Re: [LKP] Re: [x86/mce] 1de08dccd3: will-it-scale.per_process_ops -14.1% regression

From: Feng Tang
Date: Tue Aug 25 2020 - 02:23:16 EST


On Mon, Aug 24, 2020 at 06:12:38PM +0200, Borislav Petkov wrote:
> > -DEFINE_PER_CPU(struct mce, injectm);
> > +DEFINE_PER_CPU_ALIGNED(struct mce, injectm);
> > EXPORT_PER_CPU_SYMBOL_GPL(injectm);
>
> I don't think this is the right fix.

Agreed :) This is a debug patch, what we want is to root cause this
strange performance bump, as we've seen many other reports that the
culprit commit has no direct relation with the benchmark at all,
and want to find their pattern.

> Lemme quote Tony from a previous
> email:
>
> "The answer isn't to tinker with "struct mce". Other changes could
> trigger this same change in alignment. Anything that is this perfomance
> sensitive needs to have some "__attribute__((aligned(64)))" (or
> whatever) to make sure arbitrary changes elsewhere don't do this."
>
> And yes, your diff is not tinkering with struct mce but it is tinkering
> with percpu vars which are of type struct mce.
>
> However, the proper fix is...
>
> > :) Right, this is what I'm doing right now. Some test job is queued on
> > the test box, and it may needs some iterations of new patch. Hopefully we
> > can isolate some specific variable given some luck.
>
> ... yes, exactly, you need to identify the contention where this
> happens, causing a cacheline to bounce or a variable straddles across a
> cacheline boundary, causing the read to fetch two cachelines and thus
> causes that slowdown. And then align that var to the beginning of a
> cacheline.
>
> Also, maybe I missed this but, do you trigger this only on Xeon Phi or
> on "normal" x86 too?
>
> Because if it is Xeon Phi only, then that might explain the size of the
> slowdown and that it happens only there because it is a, well, "strange"
> machine. :-)

Good point! This is only reproduced on Xeon Phi, and can't be seen on
other Skylake/Cascade Lake/Icelake platforms.

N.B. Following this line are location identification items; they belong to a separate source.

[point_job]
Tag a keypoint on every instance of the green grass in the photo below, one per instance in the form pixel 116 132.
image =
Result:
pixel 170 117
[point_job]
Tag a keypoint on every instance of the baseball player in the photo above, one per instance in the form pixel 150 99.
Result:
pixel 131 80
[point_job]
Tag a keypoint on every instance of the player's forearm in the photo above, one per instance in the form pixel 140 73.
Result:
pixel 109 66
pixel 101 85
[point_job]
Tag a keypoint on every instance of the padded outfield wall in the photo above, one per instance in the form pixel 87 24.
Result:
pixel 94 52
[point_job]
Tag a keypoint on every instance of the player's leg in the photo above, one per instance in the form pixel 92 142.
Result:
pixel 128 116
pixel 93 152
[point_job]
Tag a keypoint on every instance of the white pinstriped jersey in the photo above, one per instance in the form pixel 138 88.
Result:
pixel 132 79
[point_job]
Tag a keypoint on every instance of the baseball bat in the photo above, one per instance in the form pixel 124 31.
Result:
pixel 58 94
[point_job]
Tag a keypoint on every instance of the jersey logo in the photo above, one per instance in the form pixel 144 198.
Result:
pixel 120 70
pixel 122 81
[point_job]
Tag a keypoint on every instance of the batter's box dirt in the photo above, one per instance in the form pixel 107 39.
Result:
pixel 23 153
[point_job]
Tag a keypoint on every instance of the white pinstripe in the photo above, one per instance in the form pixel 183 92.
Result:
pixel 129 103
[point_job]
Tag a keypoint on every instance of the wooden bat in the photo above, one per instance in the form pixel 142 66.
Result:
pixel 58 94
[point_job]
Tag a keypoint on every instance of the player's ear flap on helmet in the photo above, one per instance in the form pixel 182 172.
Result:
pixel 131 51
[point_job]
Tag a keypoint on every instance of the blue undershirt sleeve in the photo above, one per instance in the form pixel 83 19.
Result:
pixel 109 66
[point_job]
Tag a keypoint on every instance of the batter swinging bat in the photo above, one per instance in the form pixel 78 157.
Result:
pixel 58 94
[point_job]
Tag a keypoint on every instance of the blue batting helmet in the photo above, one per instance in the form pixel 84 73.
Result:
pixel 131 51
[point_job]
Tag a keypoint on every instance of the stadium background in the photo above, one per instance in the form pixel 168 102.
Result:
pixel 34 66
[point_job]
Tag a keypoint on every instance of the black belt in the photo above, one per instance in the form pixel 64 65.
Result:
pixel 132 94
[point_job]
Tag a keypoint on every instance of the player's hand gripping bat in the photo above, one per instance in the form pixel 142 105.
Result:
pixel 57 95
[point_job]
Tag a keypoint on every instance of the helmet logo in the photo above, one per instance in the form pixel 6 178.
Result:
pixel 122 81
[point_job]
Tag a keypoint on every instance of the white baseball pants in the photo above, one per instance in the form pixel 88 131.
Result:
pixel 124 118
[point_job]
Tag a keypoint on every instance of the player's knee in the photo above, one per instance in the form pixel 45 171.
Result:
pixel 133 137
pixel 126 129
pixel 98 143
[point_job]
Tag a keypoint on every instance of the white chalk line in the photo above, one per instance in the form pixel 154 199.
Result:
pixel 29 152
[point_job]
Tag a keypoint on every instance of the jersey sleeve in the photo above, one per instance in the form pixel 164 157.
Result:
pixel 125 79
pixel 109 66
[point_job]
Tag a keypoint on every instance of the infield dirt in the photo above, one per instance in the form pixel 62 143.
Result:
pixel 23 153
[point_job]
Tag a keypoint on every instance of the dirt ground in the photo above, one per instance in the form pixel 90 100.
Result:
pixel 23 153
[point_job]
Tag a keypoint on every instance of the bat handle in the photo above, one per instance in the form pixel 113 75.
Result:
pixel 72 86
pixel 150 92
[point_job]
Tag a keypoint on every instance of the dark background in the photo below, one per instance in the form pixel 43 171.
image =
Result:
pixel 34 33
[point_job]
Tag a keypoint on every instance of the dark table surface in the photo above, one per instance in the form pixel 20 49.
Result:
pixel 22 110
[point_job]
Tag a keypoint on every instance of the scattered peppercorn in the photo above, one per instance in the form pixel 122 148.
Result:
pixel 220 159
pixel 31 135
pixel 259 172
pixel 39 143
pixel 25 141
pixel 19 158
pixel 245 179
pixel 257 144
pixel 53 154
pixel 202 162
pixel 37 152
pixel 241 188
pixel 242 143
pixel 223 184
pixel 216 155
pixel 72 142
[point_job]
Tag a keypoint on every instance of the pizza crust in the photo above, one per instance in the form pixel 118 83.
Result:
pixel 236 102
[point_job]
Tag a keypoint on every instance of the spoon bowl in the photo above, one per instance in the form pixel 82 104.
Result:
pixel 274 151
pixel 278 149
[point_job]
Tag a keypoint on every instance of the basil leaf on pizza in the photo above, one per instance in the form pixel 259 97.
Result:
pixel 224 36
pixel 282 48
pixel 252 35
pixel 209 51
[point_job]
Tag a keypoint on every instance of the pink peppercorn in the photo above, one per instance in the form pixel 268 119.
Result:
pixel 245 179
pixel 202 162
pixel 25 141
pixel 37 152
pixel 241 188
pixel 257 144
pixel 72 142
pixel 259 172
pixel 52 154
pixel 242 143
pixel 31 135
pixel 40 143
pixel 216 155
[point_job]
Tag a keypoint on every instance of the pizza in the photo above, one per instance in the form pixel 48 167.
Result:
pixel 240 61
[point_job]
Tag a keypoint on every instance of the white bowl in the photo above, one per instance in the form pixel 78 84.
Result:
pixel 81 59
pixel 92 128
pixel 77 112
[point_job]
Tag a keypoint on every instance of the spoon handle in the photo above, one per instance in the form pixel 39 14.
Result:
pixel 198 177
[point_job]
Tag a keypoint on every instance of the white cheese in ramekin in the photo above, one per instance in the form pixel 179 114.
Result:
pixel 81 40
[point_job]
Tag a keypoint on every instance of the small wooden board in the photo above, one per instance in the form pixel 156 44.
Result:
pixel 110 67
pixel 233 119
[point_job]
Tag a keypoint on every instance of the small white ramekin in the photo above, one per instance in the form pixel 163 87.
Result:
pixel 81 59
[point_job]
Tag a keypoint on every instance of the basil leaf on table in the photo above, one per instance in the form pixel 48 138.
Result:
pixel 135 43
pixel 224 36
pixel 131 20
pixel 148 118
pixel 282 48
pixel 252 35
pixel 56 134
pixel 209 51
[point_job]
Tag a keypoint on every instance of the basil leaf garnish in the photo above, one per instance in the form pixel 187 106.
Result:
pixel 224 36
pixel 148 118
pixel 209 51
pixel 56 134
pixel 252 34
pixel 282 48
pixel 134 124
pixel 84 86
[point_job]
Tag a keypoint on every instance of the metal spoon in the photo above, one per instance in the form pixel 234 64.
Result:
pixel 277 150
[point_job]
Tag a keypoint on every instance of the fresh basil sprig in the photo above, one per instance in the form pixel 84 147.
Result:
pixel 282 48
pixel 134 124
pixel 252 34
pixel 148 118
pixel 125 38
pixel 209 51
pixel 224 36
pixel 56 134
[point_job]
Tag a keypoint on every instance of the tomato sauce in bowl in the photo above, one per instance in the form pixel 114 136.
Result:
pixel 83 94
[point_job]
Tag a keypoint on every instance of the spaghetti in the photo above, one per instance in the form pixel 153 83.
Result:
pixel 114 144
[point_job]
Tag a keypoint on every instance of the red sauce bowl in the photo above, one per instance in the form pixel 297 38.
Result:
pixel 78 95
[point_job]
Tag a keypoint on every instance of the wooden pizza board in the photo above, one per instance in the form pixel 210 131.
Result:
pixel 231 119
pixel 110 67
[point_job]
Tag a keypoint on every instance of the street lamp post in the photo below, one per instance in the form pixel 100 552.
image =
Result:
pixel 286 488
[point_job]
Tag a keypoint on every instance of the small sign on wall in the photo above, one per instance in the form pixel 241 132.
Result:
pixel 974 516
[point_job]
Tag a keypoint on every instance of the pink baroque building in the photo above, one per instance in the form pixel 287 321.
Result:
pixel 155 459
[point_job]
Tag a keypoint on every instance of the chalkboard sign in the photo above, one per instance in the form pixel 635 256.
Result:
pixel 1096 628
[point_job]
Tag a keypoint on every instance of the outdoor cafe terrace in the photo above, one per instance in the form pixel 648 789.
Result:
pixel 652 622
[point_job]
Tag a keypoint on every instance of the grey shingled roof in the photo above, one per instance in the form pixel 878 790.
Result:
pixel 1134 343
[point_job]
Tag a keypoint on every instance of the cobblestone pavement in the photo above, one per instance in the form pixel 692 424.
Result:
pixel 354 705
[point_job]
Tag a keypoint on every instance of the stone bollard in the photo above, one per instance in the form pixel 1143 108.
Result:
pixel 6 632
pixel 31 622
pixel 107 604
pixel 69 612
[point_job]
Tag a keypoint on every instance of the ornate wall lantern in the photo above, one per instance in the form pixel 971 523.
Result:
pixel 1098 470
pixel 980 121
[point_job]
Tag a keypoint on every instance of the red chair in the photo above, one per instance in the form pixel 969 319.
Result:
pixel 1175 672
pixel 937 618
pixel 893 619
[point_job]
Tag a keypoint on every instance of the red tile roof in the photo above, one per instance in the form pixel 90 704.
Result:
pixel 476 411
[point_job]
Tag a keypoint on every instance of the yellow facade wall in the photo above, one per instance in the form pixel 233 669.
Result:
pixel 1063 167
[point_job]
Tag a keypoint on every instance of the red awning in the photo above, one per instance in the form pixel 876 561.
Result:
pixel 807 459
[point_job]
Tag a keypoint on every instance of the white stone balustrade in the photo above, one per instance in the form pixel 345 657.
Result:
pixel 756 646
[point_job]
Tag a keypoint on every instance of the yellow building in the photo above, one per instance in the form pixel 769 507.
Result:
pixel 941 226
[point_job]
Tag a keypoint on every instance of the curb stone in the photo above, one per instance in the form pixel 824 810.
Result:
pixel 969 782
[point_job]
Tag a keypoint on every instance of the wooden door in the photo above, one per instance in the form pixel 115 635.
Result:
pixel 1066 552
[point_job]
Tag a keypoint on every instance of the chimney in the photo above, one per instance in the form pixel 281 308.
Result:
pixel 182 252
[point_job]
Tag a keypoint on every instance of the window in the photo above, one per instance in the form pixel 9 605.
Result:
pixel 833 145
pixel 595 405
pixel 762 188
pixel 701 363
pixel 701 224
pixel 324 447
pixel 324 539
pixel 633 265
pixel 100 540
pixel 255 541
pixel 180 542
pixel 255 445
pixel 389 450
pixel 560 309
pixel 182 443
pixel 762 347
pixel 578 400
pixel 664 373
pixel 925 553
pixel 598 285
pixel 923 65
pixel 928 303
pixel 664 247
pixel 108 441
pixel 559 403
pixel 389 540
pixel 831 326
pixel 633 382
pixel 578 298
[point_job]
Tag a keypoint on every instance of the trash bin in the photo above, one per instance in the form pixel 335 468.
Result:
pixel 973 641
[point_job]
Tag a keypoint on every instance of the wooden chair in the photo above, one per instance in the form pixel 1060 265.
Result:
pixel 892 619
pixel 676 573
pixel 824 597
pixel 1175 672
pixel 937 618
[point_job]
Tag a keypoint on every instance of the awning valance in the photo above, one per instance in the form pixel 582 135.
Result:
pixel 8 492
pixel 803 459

The hotspots for this Xeon Phi is even different from other platforms,
while other platforms share the same hotspot.

Also one good news is, we seem to identify the 2 key percpu variables
out of the list mentioned in previous email:
'arch_freq_scale'
'tsc_adjust'

These 2 variables are accessed in 2 hot call stacks (for this 288 CPU
Xeon Phi platform):

- arch_freq_scale is accessed in scheduler tick
arch_scale_freq_tick+0xaf/0xc0
scheduler_tick+0x39/0x100
update_process_times+0x3c/0x50
tick_sched_handle+0x22/0x60
tick_sched_timer+0x37/0x70
__hrtimer_run_queues+0xfc/0x2a0
hrtimer_interrupt+0x122/0x270
smp_apic_timer_interrupt+0x6a/0x150
apic_timer_interrupt+0xf/0x20

- tsc_adjust is accessed in idle entrance
tsc_verify_tsc_adjust+0xeb/0xf0
arch_cpu_idle_enter+0xc/0x20
do_idle+0x91/0x280
cpu_startup_entry+0x19/0x20
start_kernel+0x4f4/0x516
secondary_startup_64+0xb6/0xc0

>From systemmap file, for bad kernel these 2 sit in one cache line, while
for good kernel they sit in 2 separate cache lines.

It also explains why it turns from a regression to an improvement with
updated gcc/kconfig, as the cache line sharing situation is reversed.

The direct patch I can think of is to make 'tsc_adjust' cache aligned
to separate these 2 'hot' variables. How do you think?

--- a/arch/x86/kernel/tsc_sync.c
+++ b/arch/x86/kernel/tsc_sync.c
@@ -29,7 +29,7 @@ struct tsc_adjust {
bool warned;
};

-static DEFINE_PER_CPU(struct tsc_adjust, tsc_adjust);
+static DEFINE_PER_CPU_ALIGNED(struct tsc_adjust, tsc_adjust);


Thanks,
Feng